Aku kecil seringkali dipukul, entah untuk masalah kecil, aku hidup dengan keras, selalu dibanding-bandingkan dengan 'kakak' saudara beda ibu. Aku ditekan untuk sempurna dalam pendidikan, aku dikekang layaknya perempuan yang sedang di pingit, aku dibatasi layaknya anak dewasa. Padahal duniaku dunia main waktu itu. Aku tumbuh dengan sikap sebagai anak yang patuh. Patuh akan aturan dalam keluarga maupun lingkungan sosial. Sesekali ku mencuri waktu keluar dari rumah untuk merasakan sebagai anak kecil pada umumnya dan tidak butuh waktu lama, mereka mendapatiku. Diambilnya kayu, di pukulnya kakiku, disuruhnya aku berjanji tidak akan mengulanginya lagi. Aku tidak bisa menahan sakit yang kuderita sejak kecil, aku tau tujuan mereka baik, tapi aku hanyalah anak kecil waktu itu.

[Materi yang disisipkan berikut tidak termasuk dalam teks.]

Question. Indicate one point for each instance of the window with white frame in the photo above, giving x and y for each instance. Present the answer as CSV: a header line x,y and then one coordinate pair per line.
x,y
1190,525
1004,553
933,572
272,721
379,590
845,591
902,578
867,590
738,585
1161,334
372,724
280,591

Disinilah aku, sedang duduk dalam kamar memutar sebuah lagu yang sedang nge-tren sambil mengetik cerita ini. Aku ingat betapa kerasnya Ayahku mendidikku. Bahkan ibukupun juga serupa. Mereka tidak pernah bangga dengan apa yang aku lakukakan untuk mereka. Buktinya, aku selalu berusaha membuat persepsi mereka berubah tentang aku yang berbeda dengan kakakku. Aku mengikuti ajang lomba entah itu olimpiade science,ataupun lomba lainnya. Yang kubawa pulang untuk mereka adalah hadiah dan piala. Mereka hanya mengatakan "piala itu banyak dijual". Bagaimana perasaanku ketika sudah sangat berusaha untuk membanggakan mereka dan mereka sama sekali tidak peduli.

Sekarang, aku tengah berkuliah disalah satu kampus di kota Makassar, aku mengambil jurusan farmasi. Awalnya aku ingin berkuliah dijurusan kedokteran karna pada mulanya sejak kecil aku didik untuk menjadi seorang dokter. Ketika aku dihadapkan oleh pilihan ingin kuliah atau menikah, dengan lantang aku menjawab ingin kuliah. Mereka 'orangtuaku' bersuku bugis, dalam adat istiadat bugis perempuan yang sudah cukup umur lebih baik dinikahkan ketimbang kuliah, karna bagi mereka perempuan bagiannya hanya didapur. Setinggi apapun sekolahnya. Tapi aku bersyukur orangtuaku memperbolehkanku kuliah. Awalnya ayahku mendukungku dengan penuh semangat, aku bimbel di salah satu tempat bimbel di Makassar selama 2 bulan. Aku mengikuti ujian seleksi masuk perguruan tinggi negri, dan ternyata tidak lulus. Ayahku tidak serta merta mengatakan harus putus asa. Tidak. Ayahku orang yang tegas. Aku mengajukan permintaan agar bimbel selama satu tahun mengambil kelas Alumni. Awalnya aku tidak memperhatikan sekeliligku, lalu kemudian aku mengenal "broken home" sejak itu.